Relationships can be loaded automatically through the query API.


Transactions

db.transaction {
    val users = db.repository<UserEntity>()
    val embeddings = db.repository<FaceEmbeddingEntity>()

    val userId = users.insert(
        UserEntity(name = "Kevin", email = "kevin@example.com")
    )

    embeddings.insert(
        FaceEmbeddingEntity(
            userId = userId,
            embedding = queryVector
        )
    )
}

Batch helpers such as insertAll() and upsertAll() already run inside a transaction.

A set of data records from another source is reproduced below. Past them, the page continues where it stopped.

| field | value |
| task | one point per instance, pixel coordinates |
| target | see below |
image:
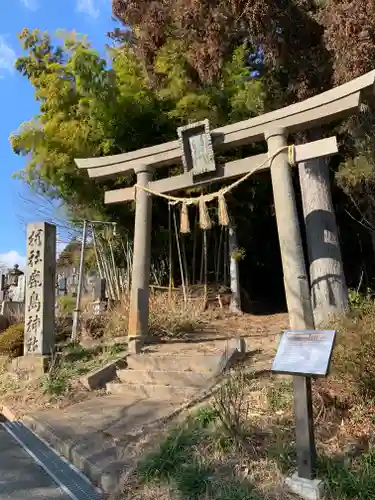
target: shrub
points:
(11, 341)
(67, 304)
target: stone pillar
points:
(293, 261)
(40, 289)
(139, 295)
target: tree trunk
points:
(329, 294)
(235, 305)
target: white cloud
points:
(30, 4)
(88, 7)
(8, 260)
(7, 56)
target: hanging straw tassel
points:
(204, 216)
(222, 210)
(184, 220)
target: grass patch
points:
(179, 463)
(167, 317)
(21, 391)
(74, 362)
(353, 482)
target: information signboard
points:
(304, 352)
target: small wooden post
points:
(296, 290)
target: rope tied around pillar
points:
(202, 200)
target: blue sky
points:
(17, 205)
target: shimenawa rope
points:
(203, 199)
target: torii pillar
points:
(140, 280)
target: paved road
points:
(20, 477)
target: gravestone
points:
(40, 289)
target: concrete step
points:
(204, 363)
(152, 391)
(169, 378)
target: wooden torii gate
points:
(273, 127)
(196, 149)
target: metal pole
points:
(80, 279)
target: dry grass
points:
(242, 444)
(168, 317)
(22, 391)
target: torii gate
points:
(274, 128)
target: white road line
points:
(39, 462)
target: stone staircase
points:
(105, 436)
(168, 376)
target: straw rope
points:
(203, 199)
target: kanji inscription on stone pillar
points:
(40, 289)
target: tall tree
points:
(308, 47)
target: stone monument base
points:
(35, 364)
(309, 489)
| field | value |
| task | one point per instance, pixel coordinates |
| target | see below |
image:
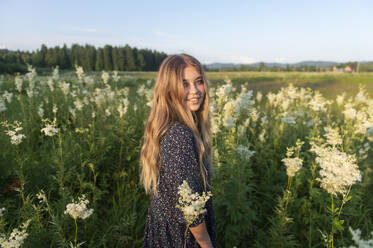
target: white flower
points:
(332, 135)
(15, 136)
(115, 76)
(65, 87)
(2, 105)
(78, 104)
(340, 98)
(79, 72)
(259, 96)
(107, 112)
(349, 112)
(18, 82)
(2, 210)
(72, 112)
(191, 204)
(105, 77)
(254, 115)
(289, 120)
(50, 128)
(245, 152)
(8, 96)
(16, 238)
(55, 74)
(271, 98)
(292, 165)
(41, 110)
(41, 196)
(318, 102)
(78, 209)
(356, 237)
(54, 110)
(338, 169)
(141, 90)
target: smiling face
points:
(194, 88)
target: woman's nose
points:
(194, 88)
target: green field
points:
(287, 160)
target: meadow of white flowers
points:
(291, 168)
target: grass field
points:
(293, 168)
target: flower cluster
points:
(50, 127)
(78, 209)
(2, 210)
(14, 132)
(338, 169)
(293, 164)
(41, 196)
(356, 237)
(191, 204)
(16, 238)
(245, 152)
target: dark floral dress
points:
(165, 223)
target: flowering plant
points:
(191, 204)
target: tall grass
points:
(90, 145)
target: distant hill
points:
(319, 64)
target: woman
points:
(177, 148)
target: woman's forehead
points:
(191, 73)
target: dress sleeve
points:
(180, 162)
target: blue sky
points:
(212, 31)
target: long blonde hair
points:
(168, 106)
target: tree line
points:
(108, 58)
(262, 67)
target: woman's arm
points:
(201, 235)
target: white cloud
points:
(81, 29)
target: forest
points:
(108, 58)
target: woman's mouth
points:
(194, 100)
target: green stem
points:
(344, 200)
(332, 245)
(61, 165)
(287, 193)
(76, 232)
(186, 230)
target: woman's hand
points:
(201, 235)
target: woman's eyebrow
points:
(197, 78)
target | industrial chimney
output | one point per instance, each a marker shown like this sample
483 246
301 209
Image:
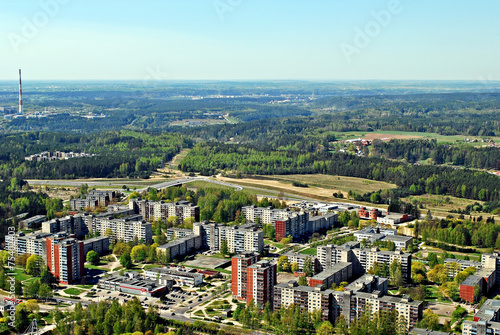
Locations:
20 94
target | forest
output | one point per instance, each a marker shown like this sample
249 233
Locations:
117 154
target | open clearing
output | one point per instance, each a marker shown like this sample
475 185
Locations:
325 185
439 206
387 135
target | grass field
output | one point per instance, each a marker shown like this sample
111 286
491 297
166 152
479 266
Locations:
178 158
338 183
321 187
439 206
20 275
310 251
87 287
406 134
73 291
206 184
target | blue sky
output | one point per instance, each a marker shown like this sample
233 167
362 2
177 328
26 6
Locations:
250 39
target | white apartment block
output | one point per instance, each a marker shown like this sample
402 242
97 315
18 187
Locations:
245 238
362 259
152 210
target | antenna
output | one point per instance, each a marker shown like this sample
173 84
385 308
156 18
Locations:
20 94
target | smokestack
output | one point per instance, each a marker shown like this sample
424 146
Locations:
20 94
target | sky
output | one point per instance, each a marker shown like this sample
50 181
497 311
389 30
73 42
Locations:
250 39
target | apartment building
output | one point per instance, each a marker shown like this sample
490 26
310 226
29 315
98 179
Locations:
366 292
309 299
339 272
125 229
376 234
410 311
71 224
181 247
295 257
98 244
492 261
65 258
239 273
162 210
33 244
486 321
363 258
261 278
461 265
181 277
245 238
173 233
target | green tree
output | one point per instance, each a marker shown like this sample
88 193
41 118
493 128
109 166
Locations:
34 265
126 261
308 267
326 328
224 249
93 257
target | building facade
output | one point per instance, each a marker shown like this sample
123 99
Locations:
65 258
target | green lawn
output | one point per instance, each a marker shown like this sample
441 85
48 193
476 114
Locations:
90 266
20 274
310 251
87 287
73 291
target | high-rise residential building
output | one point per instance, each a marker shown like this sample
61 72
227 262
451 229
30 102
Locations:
366 292
261 278
288 222
245 238
162 210
33 244
65 258
363 258
71 224
239 267
309 299
486 321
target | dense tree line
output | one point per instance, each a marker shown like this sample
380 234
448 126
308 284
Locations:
117 154
419 150
479 233
209 158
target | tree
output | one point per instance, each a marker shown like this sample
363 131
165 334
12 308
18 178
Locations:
32 289
430 320
21 321
308 268
33 265
126 261
93 257
45 292
18 288
224 249
139 253
325 328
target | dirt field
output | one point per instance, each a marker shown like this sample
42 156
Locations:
319 185
442 309
387 137
284 277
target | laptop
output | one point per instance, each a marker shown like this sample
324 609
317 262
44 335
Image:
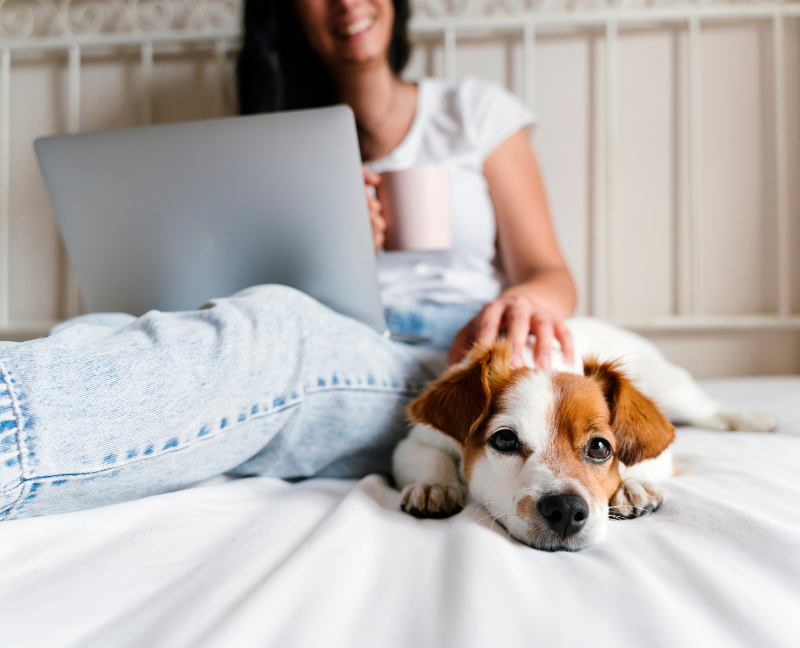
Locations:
168 217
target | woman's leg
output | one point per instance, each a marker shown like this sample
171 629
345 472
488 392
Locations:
265 382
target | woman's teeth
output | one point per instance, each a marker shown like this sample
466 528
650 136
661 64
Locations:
357 27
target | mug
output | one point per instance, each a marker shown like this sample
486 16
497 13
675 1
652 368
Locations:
416 205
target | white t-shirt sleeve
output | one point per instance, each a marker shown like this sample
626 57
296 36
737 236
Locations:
493 115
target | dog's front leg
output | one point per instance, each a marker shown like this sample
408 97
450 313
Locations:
426 469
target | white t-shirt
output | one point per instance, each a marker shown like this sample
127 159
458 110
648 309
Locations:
457 125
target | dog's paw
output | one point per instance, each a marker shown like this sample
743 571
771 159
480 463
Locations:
634 499
726 420
432 500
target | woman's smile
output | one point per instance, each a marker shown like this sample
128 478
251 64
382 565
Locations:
355 29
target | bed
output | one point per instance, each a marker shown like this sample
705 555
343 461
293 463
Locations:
263 562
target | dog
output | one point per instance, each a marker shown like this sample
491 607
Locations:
552 454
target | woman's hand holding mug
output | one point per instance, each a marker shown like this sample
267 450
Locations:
376 217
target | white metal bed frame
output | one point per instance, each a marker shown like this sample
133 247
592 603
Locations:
75 26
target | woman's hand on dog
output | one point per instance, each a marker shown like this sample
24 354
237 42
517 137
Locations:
519 315
376 217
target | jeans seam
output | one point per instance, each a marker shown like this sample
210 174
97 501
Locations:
190 444
17 420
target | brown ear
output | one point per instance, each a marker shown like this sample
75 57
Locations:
458 401
642 431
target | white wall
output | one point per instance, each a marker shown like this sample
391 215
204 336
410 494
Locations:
740 272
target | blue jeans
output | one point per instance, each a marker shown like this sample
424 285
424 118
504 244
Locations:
268 382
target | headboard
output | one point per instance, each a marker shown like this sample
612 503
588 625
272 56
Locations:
668 138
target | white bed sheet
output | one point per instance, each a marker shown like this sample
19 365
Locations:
260 562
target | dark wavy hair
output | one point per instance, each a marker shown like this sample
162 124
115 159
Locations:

Reactive changes and triggers

db.tableChanges("users").collect { event ->
    println("${event.tableName} changed: ${event.operation}")
}

Typed triggers:

db.triggers.afterInsert<UserEntity> {
    println("User inserted")
}

db.triggers.afterUpdate<UserEntity> {
    println("User updated")
}

db.triggers.afterDelete<UserEntity> {
    println("User deleted")
}

Backup and restore

import java.io.File

db.exportTo(File(context.filesDir, "vectorlite-backup.db"))
db.importFrom(File(context.filesDir, "vectorlite-backup.db"))

Project structure

app/
├── data/
│   ├── entities/
│   ├── services/
│   └── database/
└── ui/

For a public library, keep the demo app focused on real usage and keep the library code small and readable.


Good fit

  • face recognition
  • semantic search
  • local AI memory
  • offline-first apps
  • embedded catalogs
  • relationship-heavy data models

Comparisons

VectorLite vs Room

Feature Room VectorLite
Relational data
Type-safe Kotlin API
Built-in CRUD service layer Partial
Vector search No
Reactive table changes Limited
SQLite extensions Limited
On-device AI workloads No

VectorLite vs sqlite-vector

Feature sqlite-vector VectorLite
Vector search
ORM No
Relations No
Services No
Query DSL No
Android-friendly API Low-level High-level

VectorLite vs ObjectBox

Feature ObjectBox VectorLite
Local database
Vector search
SQLite based No
SQL access Limited
Custom SQLite extensions No
Service layer Manual Built-in

Requirements

  • Android-only
  • minSdk 27
  • Kotlin 17
  • AndroidX bundled SQLite

Status

VectorLite is under active development.

The API is intended to stay clean and public-facing, but it may still evolve before the first stable release.


Contributing

See CONTRIBUTING.md.

Code of conduct

See CODE_OF_CONDUCT.md.

License

See LICENSE.

About

VectorLite is an Android-first local data platform that combines relational storage, vector search, automatic services and offline-first architecture on top of SQLite, enabling developers to build AI-powered applications entirely on-device.